The petitioner further contends that the WCC erred in holding that it failed to make a timely controversion of the respondent’s claim for compensation. The petitioner admittedly failed to file on time its Controverting Claim for Compensation (Form No. 6, Exh. 1) and its Employer’s Supplementary Report of Accident or Sickness (Form No. 5, Exh. 2). It nonetheless argues that the time requirement of the law regarding the filing of the controversion is not "strictly mandatory," considering that the rules of the WCC should be "liberally construed in order to promote and attain their object to assist the parties in obtaining a just, speedy and inexpensive determination of their case," 7 that the fact that the hearing officer allowed the petitioner to adduce evidence resisting the respondent’s claim shows that such claim was "never treated as an uncontroverted or uncontested case;" and that the respondent’s failure to have the petitioner declared in default and to object to the presentation of its evidence "had the legal consequence of reinstating to the petitioner its right to controvert."

This contention is without merit. Having failed to file its controversion on time, the petitioner thereby waived or renounced "by operation of law" its right to question the validity or reasonableness of the respondent’s claim for compensation. 8

And this "statutory renunciation" was not voided by the fact that the hearing officer never treated the case as uncontroverted or uncontested. Nor was the case ipso facto reinstated because of the respondent’s failure to have the petitioner declared in default or to object to the presentation of its evidence. For to effect a reinstatement of its right to controvert, it was incumbent upon the petitioner to submit reasonable grounds on the basis of which his right to controvert might be reinstated. The petitioner’s honest assumption that controversion was superfluous and unnecessary as "the respondent’s claim for compensation was filed out of time," is not one of the "reasonable grounds" contemplated by the applicable provisions of law. We have repeatedly held that the requirement prescribed in section 24 of the Workmen’s Compensation Act, as amended, may be dispensed with, where, as in this case, the record indubitably shows that the petitioner had knowledge of the accident that resulted in physical injuries to the respondent and that no prejudice was caused to the employer by the delay in the filing of the claim for compensation. 9

ACCORDINGLY, the judgment a quo is affirmed in toto, at petitioner’s cost.
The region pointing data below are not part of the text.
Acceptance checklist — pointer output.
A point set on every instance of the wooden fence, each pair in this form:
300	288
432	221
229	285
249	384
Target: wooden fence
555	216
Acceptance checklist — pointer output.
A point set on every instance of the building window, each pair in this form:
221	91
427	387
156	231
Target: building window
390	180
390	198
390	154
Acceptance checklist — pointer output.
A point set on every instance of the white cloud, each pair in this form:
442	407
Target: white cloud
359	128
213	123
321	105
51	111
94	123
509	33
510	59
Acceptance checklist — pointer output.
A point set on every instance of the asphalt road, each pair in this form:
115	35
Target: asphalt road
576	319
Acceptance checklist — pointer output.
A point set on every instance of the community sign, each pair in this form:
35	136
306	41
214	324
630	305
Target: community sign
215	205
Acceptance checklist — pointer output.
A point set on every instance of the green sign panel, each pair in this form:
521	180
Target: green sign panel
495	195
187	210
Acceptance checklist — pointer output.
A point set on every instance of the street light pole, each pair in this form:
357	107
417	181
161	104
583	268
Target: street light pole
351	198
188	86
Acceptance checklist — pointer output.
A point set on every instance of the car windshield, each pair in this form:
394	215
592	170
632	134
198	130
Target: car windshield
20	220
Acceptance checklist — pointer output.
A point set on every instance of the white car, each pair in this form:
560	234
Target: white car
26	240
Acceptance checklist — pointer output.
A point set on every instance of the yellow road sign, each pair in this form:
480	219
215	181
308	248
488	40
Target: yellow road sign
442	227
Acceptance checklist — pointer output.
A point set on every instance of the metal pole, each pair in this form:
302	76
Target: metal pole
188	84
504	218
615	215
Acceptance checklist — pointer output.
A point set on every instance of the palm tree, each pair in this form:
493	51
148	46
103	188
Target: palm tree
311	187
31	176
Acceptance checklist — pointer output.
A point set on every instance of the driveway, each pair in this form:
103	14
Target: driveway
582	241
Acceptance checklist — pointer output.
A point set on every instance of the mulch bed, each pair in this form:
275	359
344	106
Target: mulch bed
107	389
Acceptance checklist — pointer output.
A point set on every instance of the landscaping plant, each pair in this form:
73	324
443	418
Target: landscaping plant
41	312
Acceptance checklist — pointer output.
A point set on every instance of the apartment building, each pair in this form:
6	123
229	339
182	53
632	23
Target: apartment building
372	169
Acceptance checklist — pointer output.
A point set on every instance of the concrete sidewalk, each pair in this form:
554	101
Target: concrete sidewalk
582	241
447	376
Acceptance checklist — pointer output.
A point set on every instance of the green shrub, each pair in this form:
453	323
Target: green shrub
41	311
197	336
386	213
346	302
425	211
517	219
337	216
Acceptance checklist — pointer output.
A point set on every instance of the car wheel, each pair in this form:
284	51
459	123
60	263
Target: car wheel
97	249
Concepcion, C.J., Reyes, J.B.L., Dizon, Makalintal, Zaldivar, Sanchez, Angeles and Fernando, JJ., concur.

Bengzon, J.P., J., did not take part.

Endnotes:



1. "ILDEFONSO ALVAREZ, Claimant, versus TALISAY-SILAY MILLING CO., INC., Respondent."cralaw virtua1aw library

2. "The words ’arising out of’ refer to the origin or cause of the accident and are descriptive of its character, while the words ’in the course of’ refer to the time, place and circumstances under which the accident takes place." (Amado v. Rio y Olabarrieta, Inc., 95 Phil. 33, 36).

3. P. 36, Record.

4. Laguna-Tayabas Bus Co. v. Consunto, 108 Phil. 62; Davao Gulf Lumber Corp. v. Del Rosario, 110 Phil. 532.

5. Rio y compania v. WCC, Et Al., L-21647, Aug. 30, 1967 and the cases cited therein.

6. Micieli v. Erie R. Co. (New Jersey) (1943), 33 A. 2d 586, 589, cited in In Re Jensen (1947), 178 P. 2d 897, 902-903. (Emphasis supplied).

7. Sec. 2, Rule 1, Rules of the WCC.

8. See Note 5; Tan Lim Te v. WCC, Et Al., 104 Phil. 522; Victorias Milling Co., Inc. v. WCC, Et Al., L-10553, May 13, 1957.

9. Rio y Compania v. WCC, Et Al., supra, and cases therein cited.